Given a linear interpolation of our guess for the Value function, \(V_0=w\), the first function returns a LinInterp object, which is the linear interpolation of the function generated by the Bellman Operator on the finite set of points on the grid. The second function returns what Stachurski (2009) calls a w-greedy policy, i.e. the function that maximizes the RHS of the Bellman Operator.

Now we are ready to work on the iteration

# Parameters for the optimization procedures
count=0
maxiter=1000
tol=1e-6
print 'tol=%f' % tol

Our initial guess \(V_0\)

V0=LinInterp(grid,U(grid))
plt.figure(1)
plt.plot(grid,V0(grid), label='V'+str(count));
plt.plot(grid,Va(grid), label='Actual');
plt.legend(loc=6);

After one interation

plt.plot(grid,V0(grid), label='V'+str(count));
count+=1
V0=bellman(V0)
plt.figure(1)
plt.plot(grid,V0(grid), label='V'+str(count));
plt.plot(grid,Va(grid), label='Actual');
plt.legend(loc=6);
plt.show();

Doing it by hand is too slow..let's automate this process

fig, ax = plt.subplots()
ax.set_xlim(grid.min(), grid.max())
ax.plot(grid,Va(grid), label='Actual', color='k', lw=2, alpha=0.6);

count=0
maxiter=200
tol=1e-6
while count<maxiter:
    V1=bellman(V0)
    err=np.max(np.abs(np.array(V1(grid))-np.array(V0(grid))))
    if np.mod(count,10)==0:
        ax.plot(grid,V1(grid), color=plt.cm.jet(count / maxiter), lw=2, alpha=0.6);
        #print '%d %2.10f ' % (count,err)
    V0=V1
    count+=1
    if err<tol:
        print count
        break
ax.plot(grid,V1(grid), label='Estimated', color='r', lw=2, alpha=0.6);
ax.legend(loc='lower right')
plt.draw();

Does it look like we converged?

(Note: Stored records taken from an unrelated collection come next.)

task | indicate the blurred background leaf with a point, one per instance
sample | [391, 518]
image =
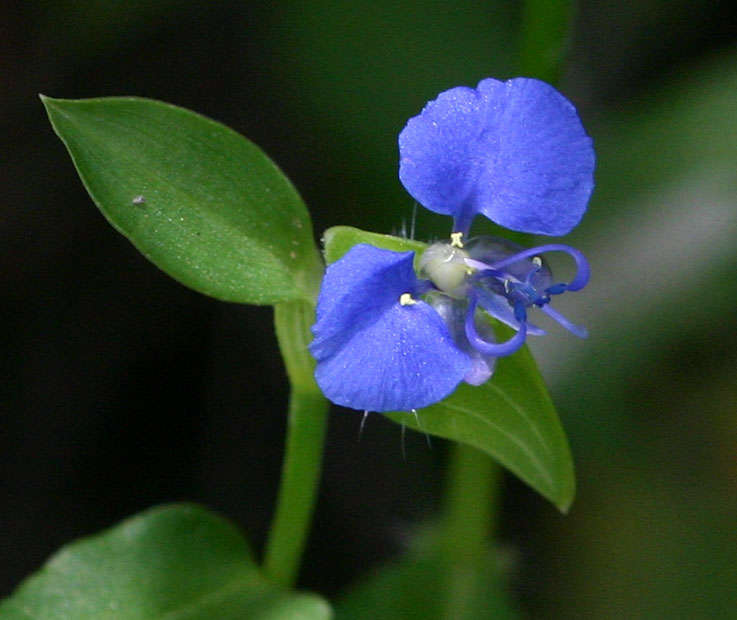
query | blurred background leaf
[124, 389]
[170, 561]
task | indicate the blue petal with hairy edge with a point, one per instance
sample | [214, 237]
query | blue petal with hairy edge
[372, 352]
[513, 151]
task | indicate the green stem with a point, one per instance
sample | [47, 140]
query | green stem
[304, 446]
[469, 521]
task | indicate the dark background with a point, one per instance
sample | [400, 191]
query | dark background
[122, 389]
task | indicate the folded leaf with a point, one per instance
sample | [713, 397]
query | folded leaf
[197, 199]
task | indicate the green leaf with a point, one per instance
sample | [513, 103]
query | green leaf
[197, 199]
[511, 416]
[339, 239]
[175, 562]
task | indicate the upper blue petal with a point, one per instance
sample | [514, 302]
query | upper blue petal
[514, 151]
[372, 352]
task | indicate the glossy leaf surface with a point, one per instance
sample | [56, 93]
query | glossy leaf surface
[178, 561]
[197, 199]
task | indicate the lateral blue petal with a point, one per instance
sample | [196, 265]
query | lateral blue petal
[514, 151]
[539, 171]
[372, 352]
[438, 163]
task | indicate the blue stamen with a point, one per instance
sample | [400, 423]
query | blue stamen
[582, 265]
[488, 348]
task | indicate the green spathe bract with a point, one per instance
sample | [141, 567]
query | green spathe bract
[196, 198]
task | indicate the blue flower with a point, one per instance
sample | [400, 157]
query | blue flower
[513, 151]
[391, 337]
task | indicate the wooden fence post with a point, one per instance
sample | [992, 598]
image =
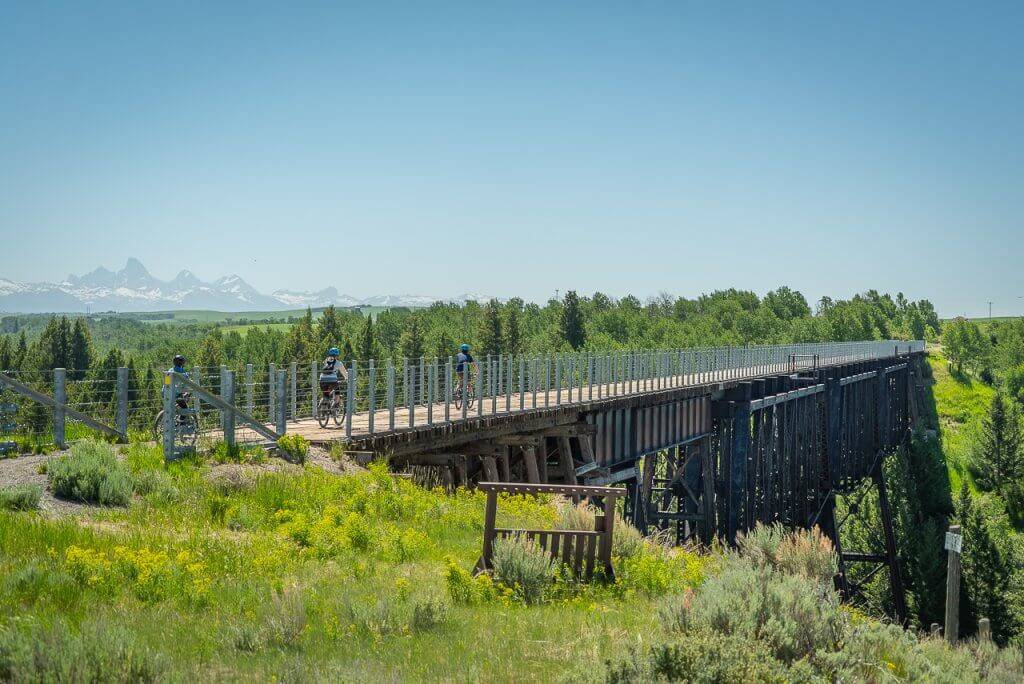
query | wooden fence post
[984, 630]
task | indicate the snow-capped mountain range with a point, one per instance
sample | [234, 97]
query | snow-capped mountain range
[134, 289]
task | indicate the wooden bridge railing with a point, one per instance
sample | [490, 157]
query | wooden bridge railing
[579, 549]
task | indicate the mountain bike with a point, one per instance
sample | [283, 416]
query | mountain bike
[470, 395]
[185, 424]
[331, 405]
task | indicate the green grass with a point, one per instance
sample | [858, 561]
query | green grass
[299, 574]
[961, 402]
[302, 574]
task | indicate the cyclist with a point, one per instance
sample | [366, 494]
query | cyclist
[179, 368]
[333, 371]
[461, 359]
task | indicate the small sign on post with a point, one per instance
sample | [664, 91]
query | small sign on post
[953, 545]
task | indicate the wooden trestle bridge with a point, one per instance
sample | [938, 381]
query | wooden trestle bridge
[707, 460]
[706, 450]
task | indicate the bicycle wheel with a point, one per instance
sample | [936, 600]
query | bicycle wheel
[324, 412]
[188, 430]
[158, 427]
[339, 411]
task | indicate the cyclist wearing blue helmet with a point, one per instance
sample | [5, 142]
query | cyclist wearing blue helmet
[333, 370]
[461, 359]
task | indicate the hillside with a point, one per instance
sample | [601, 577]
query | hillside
[961, 402]
[263, 570]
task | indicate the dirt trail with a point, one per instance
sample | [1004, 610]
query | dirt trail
[26, 470]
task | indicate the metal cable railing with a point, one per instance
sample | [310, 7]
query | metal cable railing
[389, 395]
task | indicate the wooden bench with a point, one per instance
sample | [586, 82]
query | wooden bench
[581, 550]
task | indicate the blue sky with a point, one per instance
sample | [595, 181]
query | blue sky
[443, 147]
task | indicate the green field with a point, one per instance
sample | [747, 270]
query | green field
[244, 330]
[961, 402]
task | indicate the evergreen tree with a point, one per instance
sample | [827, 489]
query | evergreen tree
[329, 329]
[103, 385]
[209, 354]
[513, 334]
[986, 572]
[571, 323]
[443, 344]
[6, 354]
[997, 459]
[367, 346]
[300, 343]
[81, 350]
[412, 339]
[20, 352]
[53, 348]
[491, 330]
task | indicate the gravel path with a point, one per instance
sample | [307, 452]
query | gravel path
[25, 470]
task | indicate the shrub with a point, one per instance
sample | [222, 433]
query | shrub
[89, 472]
[519, 562]
[158, 483]
[287, 620]
[224, 453]
[294, 446]
[100, 652]
[795, 617]
[627, 540]
[808, 555]
[20, 497]
[655, 570]
[700, 656]
[465, 589]
[428, 614]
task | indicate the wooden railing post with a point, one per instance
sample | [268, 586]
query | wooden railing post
[489, 515]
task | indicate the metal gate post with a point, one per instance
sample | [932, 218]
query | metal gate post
[220, 384]
[249, 389]
[60, 396]
[294, 372]
[281, 405]
[313, 388]
[228, 389]
[271, 392]
[372, 384]
[353, 378]
[170, 409]
[121, 418]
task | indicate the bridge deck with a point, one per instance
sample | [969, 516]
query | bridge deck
[433, 415]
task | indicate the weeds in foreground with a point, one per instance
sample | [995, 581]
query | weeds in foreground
[20, 497]
[89, 472]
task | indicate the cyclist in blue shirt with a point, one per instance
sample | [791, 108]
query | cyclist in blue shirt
[333, 371]
[179, 368]
[461, 359]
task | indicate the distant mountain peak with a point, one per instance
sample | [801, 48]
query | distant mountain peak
[134, 289]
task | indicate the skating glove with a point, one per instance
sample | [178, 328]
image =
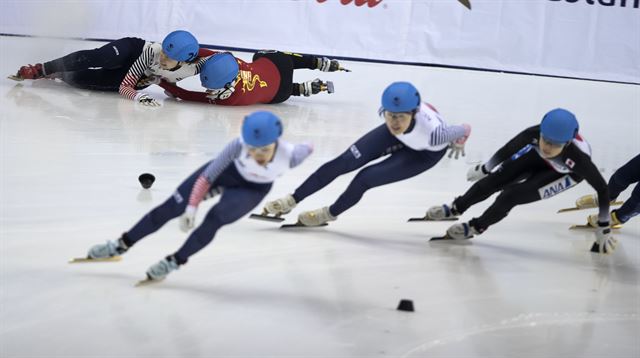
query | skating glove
[188, 218]
[457, 146]
[605, 243]
[148, 81]
[587, 201]
[147, 100]
[280, 206]
[477, 172]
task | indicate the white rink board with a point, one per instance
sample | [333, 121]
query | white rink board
[571, 38]
[69, 160]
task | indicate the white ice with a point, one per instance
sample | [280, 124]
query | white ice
[528, 287]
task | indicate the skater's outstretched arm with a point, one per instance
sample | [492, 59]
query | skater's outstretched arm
[127, 87]
[184, 94]
[584, 167]
[204, 181]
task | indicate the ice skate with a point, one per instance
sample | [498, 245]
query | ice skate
[587, 202]
[159, 271]
[29, 72]
[461, 231]
[314, 87]
[592, 222]
[325, 64]
[109, 251]
[313, 218]
[439, 213]
[274, 209]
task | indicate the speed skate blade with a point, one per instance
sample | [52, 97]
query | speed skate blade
[587, 226]
[613, 203]
[440, 238]
[266, 218]
[329, 87]
[87, 259]
[427, 219]
[15, 78]
[146, 282]
[581, 227]
[300, 225]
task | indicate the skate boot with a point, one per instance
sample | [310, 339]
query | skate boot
[316, 217]
[280, 206]
[461, 231]
[31, 72]
[314, 87]
[614, 222]
[110, 249]
[162, 268]
[442, 212]
[327, 65]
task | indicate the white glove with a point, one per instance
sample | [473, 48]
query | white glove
[476, 173]
[587, 201]
[457, 149]
[188, 218]
[169, 94]
[605, 243]
[146, 100]
[280, 206]
[148, 81]
[220, 93]
[213, 192]
[457, 146]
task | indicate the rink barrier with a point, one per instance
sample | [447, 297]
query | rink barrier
[359, 59]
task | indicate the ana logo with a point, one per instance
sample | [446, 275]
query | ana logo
[370, 3]
[556, 187]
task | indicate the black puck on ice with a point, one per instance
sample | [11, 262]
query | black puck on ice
[405, 305]
[146, 180]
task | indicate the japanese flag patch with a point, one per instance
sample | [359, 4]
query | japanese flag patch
[570, 163]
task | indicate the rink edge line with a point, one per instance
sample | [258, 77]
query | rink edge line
[360, 59]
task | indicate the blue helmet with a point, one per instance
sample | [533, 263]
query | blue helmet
[181, 46]
[261, 128]
[220, 69]
[400, 97]
[559, 126]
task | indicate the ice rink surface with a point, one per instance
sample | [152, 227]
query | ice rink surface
[528, 287]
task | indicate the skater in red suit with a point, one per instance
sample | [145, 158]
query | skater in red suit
[231, 81]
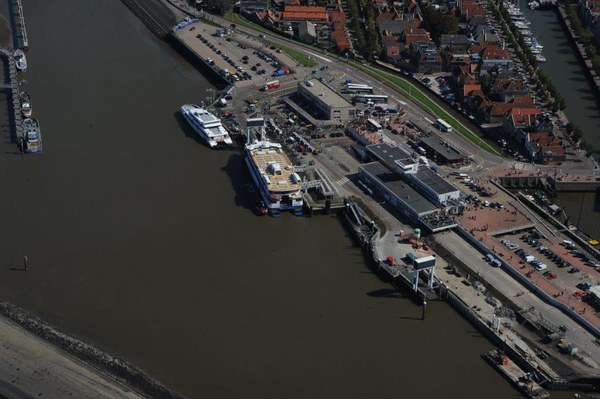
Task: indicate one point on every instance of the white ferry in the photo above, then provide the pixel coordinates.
(20, 60)
(32, 143)
(26, 108)
(279, 186)
(208, 126)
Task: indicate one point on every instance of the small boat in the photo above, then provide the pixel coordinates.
(32, 143)
(26, 108)
(20, 60)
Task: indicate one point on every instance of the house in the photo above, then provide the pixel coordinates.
(426, 57)
(250, 7)
(454, 42)
(485, 34)
(523, 119)
(506, 88)
(297, 14)
(307, 32)
(492, 57)
(545, 147)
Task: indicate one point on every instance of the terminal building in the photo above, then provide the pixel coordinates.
(420, 194)
(431, 185)
(396, 191)
(327, 103)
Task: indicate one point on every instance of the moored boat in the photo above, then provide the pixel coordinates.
(32, 142)
(26, 107)
(207, 126)
(279, 187)
(20, 60)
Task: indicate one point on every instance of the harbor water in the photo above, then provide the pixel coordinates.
(566, 72)
(140, 240)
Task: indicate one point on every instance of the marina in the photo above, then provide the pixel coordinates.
(333, 314)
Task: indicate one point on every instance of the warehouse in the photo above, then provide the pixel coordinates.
(397, 192)
(325, 102)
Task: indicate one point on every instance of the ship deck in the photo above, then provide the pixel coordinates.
(278, 183)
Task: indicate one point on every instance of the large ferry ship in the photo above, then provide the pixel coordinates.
(33, 136)
(20, 60)
(208, 126)
(278, 185)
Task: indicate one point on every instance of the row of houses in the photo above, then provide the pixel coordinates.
(321, 25)
(483, 75)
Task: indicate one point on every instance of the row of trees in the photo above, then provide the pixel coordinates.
(219, 6)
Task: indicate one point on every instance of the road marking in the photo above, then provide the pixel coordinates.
(343, 181)
(318, 56)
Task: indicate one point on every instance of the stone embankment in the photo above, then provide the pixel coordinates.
(89, 354)
(155, 14)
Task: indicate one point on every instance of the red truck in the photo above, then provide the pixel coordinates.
(271, 85)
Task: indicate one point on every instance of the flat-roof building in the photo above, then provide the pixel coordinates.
(433, 186)
(326, 103)
(396, 191)
(425, 180)
(442, 151)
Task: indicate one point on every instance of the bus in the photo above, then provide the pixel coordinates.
(374, 98)
(358, 88)
(374, 124)
(443, 125)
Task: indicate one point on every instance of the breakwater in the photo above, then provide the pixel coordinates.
(87, 353)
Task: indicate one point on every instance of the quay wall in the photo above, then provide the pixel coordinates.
(464, 309)
(87, 353)
(579, 50)
(197, 61)
(529, 285)
(549, 182)
(154, 14)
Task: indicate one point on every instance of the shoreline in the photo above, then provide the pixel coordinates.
(112, 368)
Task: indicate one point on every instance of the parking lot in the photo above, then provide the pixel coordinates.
(246, 62)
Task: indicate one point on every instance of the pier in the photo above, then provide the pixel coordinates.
(11, 84)
(18, 24)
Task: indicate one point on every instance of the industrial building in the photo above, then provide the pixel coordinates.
(326, 103)
(431, 185)
(396, 191)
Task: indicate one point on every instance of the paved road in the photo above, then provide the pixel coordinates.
(484, 159)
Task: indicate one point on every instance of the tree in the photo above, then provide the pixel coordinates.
(220, 6)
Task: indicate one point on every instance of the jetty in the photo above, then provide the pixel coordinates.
(11, 85)
(18, 24)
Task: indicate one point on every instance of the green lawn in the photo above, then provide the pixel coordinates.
(297, 55)
(239, 20)
(415, 93)
(399, 83)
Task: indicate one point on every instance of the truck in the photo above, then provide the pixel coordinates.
(271, 85)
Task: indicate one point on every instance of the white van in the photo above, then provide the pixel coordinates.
(541, 267)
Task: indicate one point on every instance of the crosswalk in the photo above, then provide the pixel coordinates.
(343, 181)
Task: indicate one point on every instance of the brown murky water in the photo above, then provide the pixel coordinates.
(140, 241)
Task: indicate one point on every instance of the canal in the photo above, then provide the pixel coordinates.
(141, 242)
(566, 72)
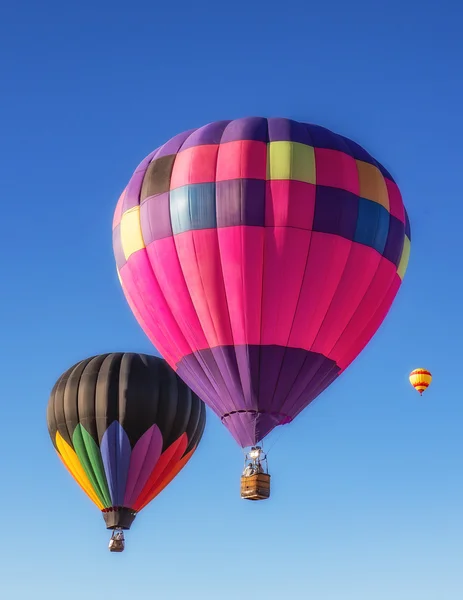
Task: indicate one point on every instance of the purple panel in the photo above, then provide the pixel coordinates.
(287, 130)
(324, 138)
(146, 161)
(249, 128)
(209, 134)
(115, 453)
(145, 455)
(155, 218)
(255, 388)
(117, 247)
(408, 232)
(240, 202)
(174, 144)
(395, 241)
(132, 195)
(336, 211)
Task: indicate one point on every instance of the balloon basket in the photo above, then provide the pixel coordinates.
(117, 541)
(255, 487)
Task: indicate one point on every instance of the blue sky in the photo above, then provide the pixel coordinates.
(368, 482)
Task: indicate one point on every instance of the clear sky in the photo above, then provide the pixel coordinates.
(368, 482)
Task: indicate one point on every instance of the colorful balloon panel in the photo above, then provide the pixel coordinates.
(123, 425)
(260, 256)
(420, 379)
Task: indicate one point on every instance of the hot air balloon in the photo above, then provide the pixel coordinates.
(420, 380)
(260, 256)
(123, 425)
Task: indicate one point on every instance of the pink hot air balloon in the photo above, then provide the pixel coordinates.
(260, 256)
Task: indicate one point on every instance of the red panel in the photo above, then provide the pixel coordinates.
(165, 465)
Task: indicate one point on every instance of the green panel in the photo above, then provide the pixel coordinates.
(90, 459)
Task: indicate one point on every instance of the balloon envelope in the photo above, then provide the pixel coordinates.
(260, 256)
(420, 380)
(124, 425)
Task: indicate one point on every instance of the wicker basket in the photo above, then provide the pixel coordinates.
(255, 487)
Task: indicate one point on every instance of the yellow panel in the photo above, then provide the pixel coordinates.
(71, 462)
(403, 264)
(131, 236)
(372, 184)
(291, 160)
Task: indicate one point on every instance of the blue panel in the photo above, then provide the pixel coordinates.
(193, 207)
(372, 225)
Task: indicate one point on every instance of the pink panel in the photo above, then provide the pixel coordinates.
(166, 267)
(396, 206)
(144, 290)
(194, 165)
(199, 256)
(336, 169)
(362, 324)
(143, 459)
(358, 273)
(241, 249)
(289, 204)
(242, 160)
(118, 210)
(285, 256)
(373, 325)
(328, 256)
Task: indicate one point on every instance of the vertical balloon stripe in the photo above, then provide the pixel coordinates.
(145, 456)
(115, 453)
(168, 477)
(241, 252)
(199, 256)
(163, 257)
(71, 462)
(363, 321)
(359, 271)
(167, 459)
(326, 262)
(285, 258)
(90, 458)
(364, 335)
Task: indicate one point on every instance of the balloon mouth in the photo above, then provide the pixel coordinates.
(119, 517)
(280, 418)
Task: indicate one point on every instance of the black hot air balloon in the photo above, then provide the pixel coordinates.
(124, 425)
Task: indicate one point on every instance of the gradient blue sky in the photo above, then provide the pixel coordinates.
(368, 482)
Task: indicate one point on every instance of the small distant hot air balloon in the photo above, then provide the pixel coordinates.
(260, 256)
(124, 425)
(420, 380)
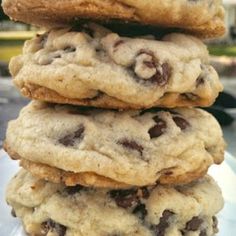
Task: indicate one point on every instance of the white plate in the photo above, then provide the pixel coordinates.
(224, 174)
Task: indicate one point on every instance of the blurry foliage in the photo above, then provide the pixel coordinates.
(2, 15)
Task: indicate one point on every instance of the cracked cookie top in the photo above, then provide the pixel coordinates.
(133, 147)
(201, 17)
(90, 65)
(148, 211)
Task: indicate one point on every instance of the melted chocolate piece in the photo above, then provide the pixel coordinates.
(162, 77)
(71, 190)
(51, 225)
(163, 224)
(181, 122)
(158, 129)
(69, 140)
(140, 210)
(124, 198)
(145, 193)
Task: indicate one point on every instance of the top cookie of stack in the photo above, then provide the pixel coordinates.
(204, 18)
(92, 66)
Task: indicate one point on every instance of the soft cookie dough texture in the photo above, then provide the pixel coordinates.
(202, 17)
(92, 66)
(52, 209)
(105, 148)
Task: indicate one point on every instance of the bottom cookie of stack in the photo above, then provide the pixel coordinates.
(56, 210)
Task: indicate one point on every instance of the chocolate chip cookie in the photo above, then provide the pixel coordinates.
(54, 209)
(204, 18)
(92, 66)
(106, 148)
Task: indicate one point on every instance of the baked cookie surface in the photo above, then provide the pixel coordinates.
(131, 148)
(53, 209)
(204, 18)
(95, 67)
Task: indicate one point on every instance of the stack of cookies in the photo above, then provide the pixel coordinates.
(111, 144)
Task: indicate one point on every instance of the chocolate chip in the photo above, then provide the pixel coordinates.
(162, 76)
(140, 210)
(124, 198)
(69, 140)
(158, 129)
(194, 224)
(130, 144)
(145, 192)
(71, 190)
(52, 226)
(13, 213)
(69, 49)
(163, 224)
(181, 122)
(117, 43)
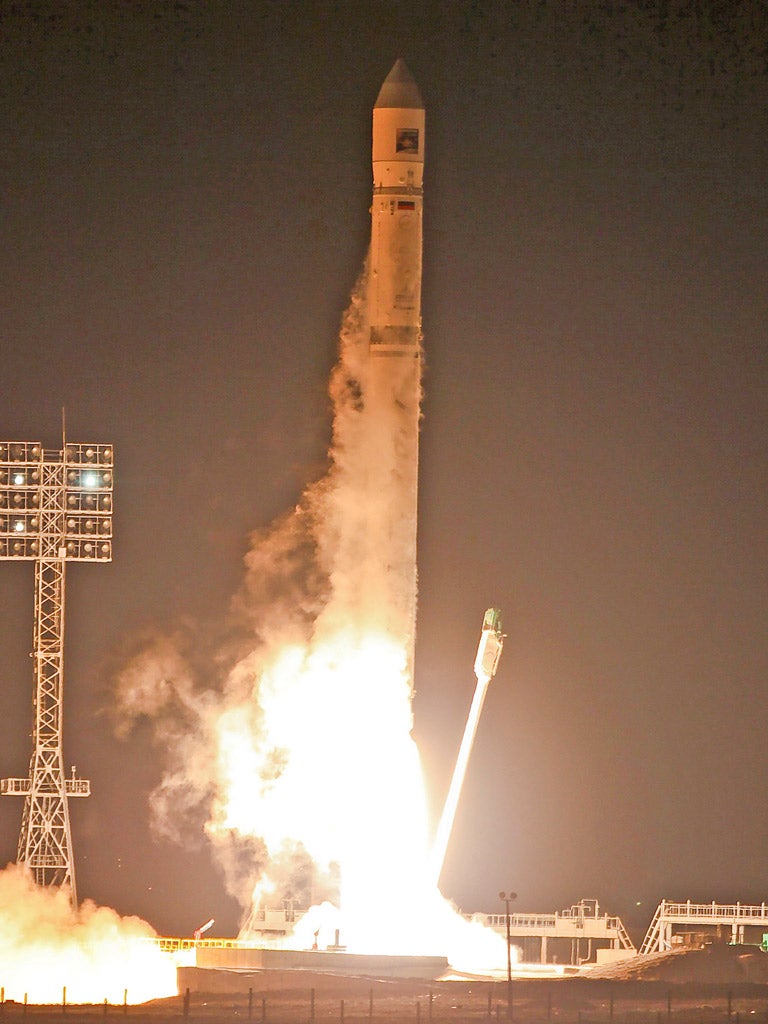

Let's compare our estimated Value function V1 and the actual function Va and compute the error at each point.

print err
err=Va(grid)-V1(grid)
plt.plot(grid,err);
print err.max()-err.min()
fig, ax = plt.subplots()
ax.set_ylim(-10, -7)
ax.set_xlim(grid.min(), grid.max())
ax.plot(grid,Va(grid),label='Actual')
ax.plot(grid,V1(grid)+err.mean(),label='Estimated')
ax.legend(loc='lower right')
plt.show();

Exercise

  1. Use the policy function to compute the optimal policy. Compare it to the actual one
  2. Do the same for the consumption function. Find the savings rate and plot it.
  3. Construct the paths of consumption and capital starting from \(k_0=.1\). Show the time series and the paths in the consumption-capital space
  4. Estimate the level of steady state capital and consumption. Show graphically that it is lower than the Golden Rule Level.
  5. repeat the exercise with other values of \(\alpha,\beta,\delta,\sigma,k_0\). Can you write a function or class such that it will generate the whole analysis for given values of the parameters and functions. Can you generalize it in order to analyze the effects of changing the utility or production functions?